Do you think Wisconsin is "unfairly hurt" by a methodology that mutes the effect of this unique privilege that our legislature has bestowed on our graduates? 

Notice that there are 2 aspects of this argument against the U.S. News ranking. One is that we're not getting enough advantage from the diploma privilege. The other is that the privilege is especially beneficial to "people from less advantaged backgrounds and historically underrepresented groups," who, it is suggested, tend to have more of a problem passing the bar exam. The idea is that we have the privilege and it should boost our rank because it's helping the right students, the ones whom life has not otherwise privileged. 

Do law professors at other schools agree that Wisconsin should get a great advantage in the rank because of the diploma privilege? Would they like their state to institute a diploma privilege?

"U.S. News & World Report will continue to rank all fully accredited law schools, regardless of whether schools agree to submit their data...."
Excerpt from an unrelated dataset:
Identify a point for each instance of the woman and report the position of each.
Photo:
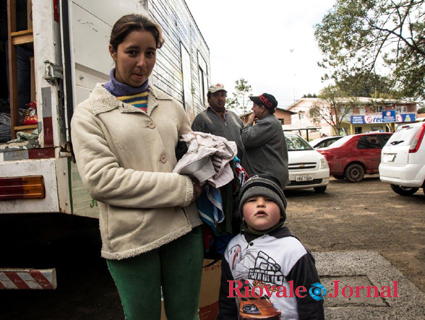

"A few law schools recently announced that they will no longer participate in the data collection process.... However, U.S. News has a responsibility to prospective students to provide comparative information that allows them to assess these institutions.... We will continue to pursue our journalistic mission...."

Says U.S. News, quoted at Taxprof.

"I would hate to give up on my dream of becoming a family lawyer, just due to not being able to successfully handle this test."

Wrote Fariha Amin, "a full-time worker and mother to a 6-year-old son," quoted in "Law School Accrediting Panel Votes to Make LSAT Optional/Legal-education community has been divided over testing requirement and its impact on diversity in admissions" (Wall Street Journal). 

And here's a quote from John White, chair of LSAC’s board of trustees: "This proposal will be highly disruptive. The change won’t be worth it, and we won’t get the diversity we are looking for."

I wonder how he knows... how he thinks he knows.

There's also council member Craig Boise, dean of Syracuse University College of Law: "I find the argument that the test is necessary to save diversity in legal education is bizarre." 

How is it "bizarre"? It's something I've heard for more than 30 years. (I was a lawprof for more than 30 years, and I often served on the admissions committee. I've read many real applications and seen the relationship between LSAT scores and other aspects of an applicant's qualifications.)

The LSAT produces a hard number, and it feels secure to rely on such things. But you can rely too much, and the U.S. News ranking has for decades rewarded schools that rely heavily on this number. The question is who will contribute to the class in law school and go on to do good work, not who did best on one structured, high-pressure test.